1 Introduction

1.1 Background

  • NASDAQ Composite Index is the market capitalization-weighted index of approximately 3,000 common equities listed on the Nasdaq Stock Exchange. The types of securities in the index include American depositary receipts, common stocks, real estate investment trusts and tracking stocks, as well as limited partnership interests.
  • Crude Oil has been the crucial resource to various industries. It is an important factor that would have huge impact on the financial markets. Financial participants would have their own expectation to the future, which would be reflected from the Price of Crude Oil.
  • NASDAQ Index and Crude Oil Price are important indicators of economy. It is reasonable for us the think they may have some certain relationship and associated behavior pattern. During the past 20 years, we have experienced the global financing world with continuous growth and some specific crisis that drove the whole markets falldown sharpely. In the long time scale, the NASDAQ Index and Crude Oil Price rise if the economy grows and both of them fall if the economy shrinks. In a relatively short time period, both of them seem to fluctuate randomly. Hence, we would try to find out the rules that would intepret this “randomness”.

1.2 Objective

In this project, we seek to find the relationship between the NASDAQ Index and Crude Oil Price. We would find out the laws that may be suitable to explain the behavior patterns and the association between these two datasets.

2. Data Overview

In this project, we are going to look at monthly data of Crude Oil Price for the last 10 years, and NASDAQ for the same period.

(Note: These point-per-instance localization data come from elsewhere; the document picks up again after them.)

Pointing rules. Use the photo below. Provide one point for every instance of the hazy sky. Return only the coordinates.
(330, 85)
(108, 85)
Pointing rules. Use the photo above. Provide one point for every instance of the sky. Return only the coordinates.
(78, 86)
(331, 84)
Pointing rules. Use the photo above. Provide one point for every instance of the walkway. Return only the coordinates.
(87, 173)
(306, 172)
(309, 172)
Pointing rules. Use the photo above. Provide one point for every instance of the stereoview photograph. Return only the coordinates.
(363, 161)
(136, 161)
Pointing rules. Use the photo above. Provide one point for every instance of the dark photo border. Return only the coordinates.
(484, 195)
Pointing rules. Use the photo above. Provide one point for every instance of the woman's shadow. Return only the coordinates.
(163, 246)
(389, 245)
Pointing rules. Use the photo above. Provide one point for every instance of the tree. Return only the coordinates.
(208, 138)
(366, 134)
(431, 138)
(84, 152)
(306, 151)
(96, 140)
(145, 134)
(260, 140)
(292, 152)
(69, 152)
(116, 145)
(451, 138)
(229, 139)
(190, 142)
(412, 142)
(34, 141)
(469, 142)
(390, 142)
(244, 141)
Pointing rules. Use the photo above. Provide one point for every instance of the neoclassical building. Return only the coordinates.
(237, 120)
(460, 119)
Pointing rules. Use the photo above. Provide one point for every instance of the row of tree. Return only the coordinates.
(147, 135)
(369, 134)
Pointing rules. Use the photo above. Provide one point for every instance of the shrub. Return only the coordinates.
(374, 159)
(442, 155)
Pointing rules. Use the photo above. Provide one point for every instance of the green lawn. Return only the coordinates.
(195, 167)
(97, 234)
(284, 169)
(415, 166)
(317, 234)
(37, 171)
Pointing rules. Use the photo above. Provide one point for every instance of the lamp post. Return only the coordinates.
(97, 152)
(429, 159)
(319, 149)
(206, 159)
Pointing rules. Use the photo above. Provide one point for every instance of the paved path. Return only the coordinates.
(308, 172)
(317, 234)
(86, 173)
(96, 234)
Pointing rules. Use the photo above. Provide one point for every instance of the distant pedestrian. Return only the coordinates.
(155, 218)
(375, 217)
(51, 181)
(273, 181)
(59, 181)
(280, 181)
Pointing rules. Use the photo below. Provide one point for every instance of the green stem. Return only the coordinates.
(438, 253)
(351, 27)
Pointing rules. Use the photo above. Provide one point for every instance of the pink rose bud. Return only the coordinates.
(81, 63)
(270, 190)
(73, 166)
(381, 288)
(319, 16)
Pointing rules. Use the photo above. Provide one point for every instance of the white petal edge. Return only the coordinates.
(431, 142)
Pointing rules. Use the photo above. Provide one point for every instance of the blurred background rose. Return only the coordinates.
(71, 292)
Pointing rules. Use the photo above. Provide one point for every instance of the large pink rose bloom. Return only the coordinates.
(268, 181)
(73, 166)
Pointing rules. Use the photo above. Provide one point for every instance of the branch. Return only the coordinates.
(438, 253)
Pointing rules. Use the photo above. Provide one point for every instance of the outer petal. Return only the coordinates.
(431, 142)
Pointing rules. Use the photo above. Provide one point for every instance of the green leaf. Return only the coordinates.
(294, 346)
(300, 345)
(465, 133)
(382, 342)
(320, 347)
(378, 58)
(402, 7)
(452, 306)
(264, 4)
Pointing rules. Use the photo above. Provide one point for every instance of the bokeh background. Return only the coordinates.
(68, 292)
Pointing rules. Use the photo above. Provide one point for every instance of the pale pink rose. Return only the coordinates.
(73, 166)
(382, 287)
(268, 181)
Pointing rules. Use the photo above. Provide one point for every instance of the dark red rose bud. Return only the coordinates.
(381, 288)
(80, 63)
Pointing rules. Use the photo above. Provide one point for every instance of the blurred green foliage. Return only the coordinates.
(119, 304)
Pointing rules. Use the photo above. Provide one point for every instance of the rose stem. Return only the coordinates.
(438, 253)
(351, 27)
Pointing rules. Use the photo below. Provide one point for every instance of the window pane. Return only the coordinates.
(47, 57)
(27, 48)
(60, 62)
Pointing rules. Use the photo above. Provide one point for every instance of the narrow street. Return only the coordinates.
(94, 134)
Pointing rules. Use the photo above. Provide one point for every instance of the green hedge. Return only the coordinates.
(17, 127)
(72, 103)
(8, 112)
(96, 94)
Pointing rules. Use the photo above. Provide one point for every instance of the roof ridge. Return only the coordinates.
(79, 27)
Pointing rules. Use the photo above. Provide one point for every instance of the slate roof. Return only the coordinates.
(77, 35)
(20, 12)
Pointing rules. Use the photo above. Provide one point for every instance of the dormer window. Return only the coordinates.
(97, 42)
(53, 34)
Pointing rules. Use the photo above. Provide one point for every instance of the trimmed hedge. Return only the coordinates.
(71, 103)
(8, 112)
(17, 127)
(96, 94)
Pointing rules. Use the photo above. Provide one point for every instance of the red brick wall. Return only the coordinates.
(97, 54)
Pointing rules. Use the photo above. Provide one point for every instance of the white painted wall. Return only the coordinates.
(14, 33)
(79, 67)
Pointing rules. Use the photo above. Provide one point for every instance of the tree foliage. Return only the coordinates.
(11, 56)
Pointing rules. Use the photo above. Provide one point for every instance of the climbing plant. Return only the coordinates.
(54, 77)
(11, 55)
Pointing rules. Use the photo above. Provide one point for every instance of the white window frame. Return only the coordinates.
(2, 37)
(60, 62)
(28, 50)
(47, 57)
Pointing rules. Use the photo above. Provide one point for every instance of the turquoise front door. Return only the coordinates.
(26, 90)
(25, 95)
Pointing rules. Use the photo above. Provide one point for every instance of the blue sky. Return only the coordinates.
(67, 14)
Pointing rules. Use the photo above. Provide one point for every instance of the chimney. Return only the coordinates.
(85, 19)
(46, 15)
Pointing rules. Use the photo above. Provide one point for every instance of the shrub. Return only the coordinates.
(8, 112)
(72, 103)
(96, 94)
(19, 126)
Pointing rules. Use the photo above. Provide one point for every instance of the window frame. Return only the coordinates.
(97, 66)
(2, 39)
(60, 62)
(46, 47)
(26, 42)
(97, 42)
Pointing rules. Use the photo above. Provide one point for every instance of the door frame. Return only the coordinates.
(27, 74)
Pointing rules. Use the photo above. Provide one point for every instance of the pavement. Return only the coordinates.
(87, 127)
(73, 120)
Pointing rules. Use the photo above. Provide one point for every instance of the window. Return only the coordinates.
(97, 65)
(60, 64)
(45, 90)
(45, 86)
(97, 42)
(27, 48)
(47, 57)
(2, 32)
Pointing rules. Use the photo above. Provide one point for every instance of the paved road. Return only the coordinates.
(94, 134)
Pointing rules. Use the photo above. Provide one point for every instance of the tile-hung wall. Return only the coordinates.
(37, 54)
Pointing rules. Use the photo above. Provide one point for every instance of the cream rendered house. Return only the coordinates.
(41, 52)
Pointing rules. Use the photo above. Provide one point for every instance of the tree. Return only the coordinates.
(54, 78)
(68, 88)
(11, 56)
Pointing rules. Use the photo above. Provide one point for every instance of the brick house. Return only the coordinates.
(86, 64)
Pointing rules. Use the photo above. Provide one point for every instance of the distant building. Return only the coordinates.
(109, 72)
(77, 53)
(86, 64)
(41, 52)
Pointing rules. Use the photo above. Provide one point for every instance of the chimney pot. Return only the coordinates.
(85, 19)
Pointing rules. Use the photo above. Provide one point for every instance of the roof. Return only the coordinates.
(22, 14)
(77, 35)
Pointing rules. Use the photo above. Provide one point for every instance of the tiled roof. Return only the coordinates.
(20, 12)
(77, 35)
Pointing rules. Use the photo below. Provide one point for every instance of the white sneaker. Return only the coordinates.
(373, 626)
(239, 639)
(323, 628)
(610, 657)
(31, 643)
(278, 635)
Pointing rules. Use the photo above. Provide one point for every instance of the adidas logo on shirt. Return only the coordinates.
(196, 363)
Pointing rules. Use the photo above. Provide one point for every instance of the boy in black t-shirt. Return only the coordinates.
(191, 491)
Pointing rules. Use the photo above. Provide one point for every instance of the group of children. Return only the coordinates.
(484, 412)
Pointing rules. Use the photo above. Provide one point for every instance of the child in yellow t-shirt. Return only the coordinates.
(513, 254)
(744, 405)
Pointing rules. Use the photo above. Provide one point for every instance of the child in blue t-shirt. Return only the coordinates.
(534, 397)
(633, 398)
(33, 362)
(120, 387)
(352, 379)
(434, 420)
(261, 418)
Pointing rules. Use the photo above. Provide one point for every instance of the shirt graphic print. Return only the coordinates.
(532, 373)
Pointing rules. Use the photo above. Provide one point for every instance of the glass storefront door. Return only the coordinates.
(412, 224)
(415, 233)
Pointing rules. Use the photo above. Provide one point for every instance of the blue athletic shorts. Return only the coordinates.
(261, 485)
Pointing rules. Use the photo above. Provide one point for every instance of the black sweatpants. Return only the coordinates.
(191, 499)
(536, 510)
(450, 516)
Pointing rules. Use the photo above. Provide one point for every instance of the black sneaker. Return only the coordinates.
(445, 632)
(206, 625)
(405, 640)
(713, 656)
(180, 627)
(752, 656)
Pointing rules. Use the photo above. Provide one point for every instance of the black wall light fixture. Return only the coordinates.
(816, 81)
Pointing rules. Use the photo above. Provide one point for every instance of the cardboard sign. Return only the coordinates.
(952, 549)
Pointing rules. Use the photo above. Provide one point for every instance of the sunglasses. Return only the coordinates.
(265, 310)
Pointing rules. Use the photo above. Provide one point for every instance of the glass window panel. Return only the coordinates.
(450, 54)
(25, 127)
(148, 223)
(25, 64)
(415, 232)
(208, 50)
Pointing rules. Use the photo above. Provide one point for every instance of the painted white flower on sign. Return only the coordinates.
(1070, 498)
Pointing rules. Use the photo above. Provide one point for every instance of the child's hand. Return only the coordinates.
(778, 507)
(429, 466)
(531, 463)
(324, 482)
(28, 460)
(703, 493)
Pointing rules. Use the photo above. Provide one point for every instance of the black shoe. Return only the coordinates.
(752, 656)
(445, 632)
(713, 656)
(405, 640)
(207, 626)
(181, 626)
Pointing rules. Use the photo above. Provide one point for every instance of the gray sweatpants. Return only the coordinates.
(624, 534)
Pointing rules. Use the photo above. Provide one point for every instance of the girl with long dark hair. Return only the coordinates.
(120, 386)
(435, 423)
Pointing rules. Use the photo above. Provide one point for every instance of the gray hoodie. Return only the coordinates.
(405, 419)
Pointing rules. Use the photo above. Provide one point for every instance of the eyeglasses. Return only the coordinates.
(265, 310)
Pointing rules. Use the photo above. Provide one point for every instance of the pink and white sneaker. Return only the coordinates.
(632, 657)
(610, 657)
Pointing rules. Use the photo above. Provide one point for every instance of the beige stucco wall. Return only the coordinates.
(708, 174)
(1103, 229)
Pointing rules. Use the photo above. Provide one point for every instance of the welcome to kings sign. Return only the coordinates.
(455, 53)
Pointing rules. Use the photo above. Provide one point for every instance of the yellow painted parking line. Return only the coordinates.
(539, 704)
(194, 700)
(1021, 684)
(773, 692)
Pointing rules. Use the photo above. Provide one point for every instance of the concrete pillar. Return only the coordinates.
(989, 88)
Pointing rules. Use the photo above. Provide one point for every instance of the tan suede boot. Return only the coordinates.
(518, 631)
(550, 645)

data=read.csv("data.csv", header = TRUE)
head(data)
##       date Crude_Oil_Price NASDAQ_Index
## 1 2008/1/1           92.97      2418.09
## 2 2008/2/1           95.39      2325.83
## 3 2008/3/1          105.45      2254.82
## 4 2008/4/1          112.58      2368.10
## 5 2008/5/1          125.40      2483.24
## 6 2008/6/1          133.88      2427.45

We would look at the time plot for both of the two datasets and acquire a general idea of their behaviors and relationships.

data$date = as.Date(data$date)
date=data$date
Nasdaq=data$NASDAQ_Index
Crudeoil=data$Crude_Oil_Price
par(mar=c(5, 4, 4, 5))
plot(date, Nasdaq, col = "red", xlim = c(as.Date("2008-01-01"), as.Date("2018-01-01")),main = "Time Plot of NASDAQ Index and Crude Oil Price", xlab = "", ylab = "NASDAQ Index", col.lab = "red", type = 'l')
par(new = TRUE)
plot(date, Crudeoil, col = "blue", xlim = c(as.Date("2008-01-01"), as.Date("2018-01-01")), axes = FALSE, xlab="Time", ylab = "", type = 'l')
axis(side=4, col ="blue")
mtext("Crude Oil Price", col = "blue", side = 4, line = 4)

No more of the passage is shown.